Uma parte dos produtores que procurou a Polícia Civil apresenta documentos, incluindo notas fiscais, das transações feitas com o casal. É o caso de uma família que reclama cerca de 7,7 mil sacas de café depositadas nos galpões, prejuízo estimado em R$ 16 milhões, conforme a atual cotação do produto no mercado.

Galpão de armazenagem de café encontrado vazio pela Polícia Civil em Altinópolis, SP — Foto: Reprodução
Galpão de armazenagem de café encontrado vazio pela Polícia Civil em Altinópolis, SP — Foto: Reprodução

No entanto, de acordo com a delegada, muitas das vítimas afirmam que mantinham uma relação de confiança com Guilherme e Marina, porque eles atuavam há muitos anos no segmento e nunca tinham levantado suspeitas. Assim mesmo, os produtores devem procurar a polícia para prestar queixa.

“Tem chegado ao nosso conhecimento de que é comum esse tipo de transação, que foram realizadas na base da confiança. O que as vítimas passam é que seriam recibos, notas fiscais, que depois que o café é entregue no armazém seriam emitidas notas fiscais para essas vítimas. Tem vitimas que não têm esse documento, mas qualquer prova que a vítima tenha que deixou o café lá será acatado pela polícia para apuração. E-mails, troca de conversa por Whatsapp, foto da pesagem do café, ajudam a auxiliar a comprovar que o café foi entregue nesses armazéns”, afirma Jaqueline.

Investigação

Na última quinta-feira (16), a Polícia Civil cumpriu cinco mandados de busca e apreensão nos endereços dos sócios em Altinópolis e apurou que quase não havia sacas de café nos armazéns, o que, para o delegado seccional de Ribeirão Preto, dá indícios de que eles se apropriaram ou extraviaram a mercadoria.

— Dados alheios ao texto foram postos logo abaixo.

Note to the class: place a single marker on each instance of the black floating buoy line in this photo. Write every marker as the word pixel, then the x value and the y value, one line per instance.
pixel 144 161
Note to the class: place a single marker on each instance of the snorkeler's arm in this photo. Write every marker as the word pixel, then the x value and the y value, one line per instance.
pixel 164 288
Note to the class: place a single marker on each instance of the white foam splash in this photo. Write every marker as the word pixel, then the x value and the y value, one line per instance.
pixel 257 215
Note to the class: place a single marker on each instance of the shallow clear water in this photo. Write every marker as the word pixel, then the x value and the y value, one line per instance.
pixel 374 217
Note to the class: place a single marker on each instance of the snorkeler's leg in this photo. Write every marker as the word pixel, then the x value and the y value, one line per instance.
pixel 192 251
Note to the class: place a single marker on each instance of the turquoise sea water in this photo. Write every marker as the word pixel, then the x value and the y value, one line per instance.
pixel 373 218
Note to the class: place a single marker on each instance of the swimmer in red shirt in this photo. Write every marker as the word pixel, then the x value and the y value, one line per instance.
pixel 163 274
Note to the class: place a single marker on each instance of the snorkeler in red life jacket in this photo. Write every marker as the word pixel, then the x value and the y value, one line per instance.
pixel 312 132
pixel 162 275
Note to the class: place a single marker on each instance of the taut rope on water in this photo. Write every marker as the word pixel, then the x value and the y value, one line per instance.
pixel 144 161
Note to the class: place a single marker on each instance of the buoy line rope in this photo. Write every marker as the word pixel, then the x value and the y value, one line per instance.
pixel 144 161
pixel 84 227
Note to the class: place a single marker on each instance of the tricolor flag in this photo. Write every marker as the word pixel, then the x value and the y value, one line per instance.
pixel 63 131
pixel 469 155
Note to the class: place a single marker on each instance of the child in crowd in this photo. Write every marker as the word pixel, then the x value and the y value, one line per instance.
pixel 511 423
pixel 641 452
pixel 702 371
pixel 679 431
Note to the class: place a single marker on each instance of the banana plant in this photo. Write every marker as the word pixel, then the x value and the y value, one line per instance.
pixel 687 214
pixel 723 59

“Os armazéns e entrepostos mantidos pela cafeeira estavam praticamente vazios, apenas um deles tinha três packs de café e mais umas sacas, o que deve ser em torno de 50 sacas de café de 60 quilos, alguns implementos agrícolas, maquinários que não foram objeto de apreensão naquele momento”, afirmou Sebastião Vicente Picinato.

Além de localizar os suspeitos, as autoridades querem saber qual foi o destino do café. O produto que sumiu dos armazéns, segundo o delegado, pela elevada qualidade, geralmente é destinado ao mercado internacional.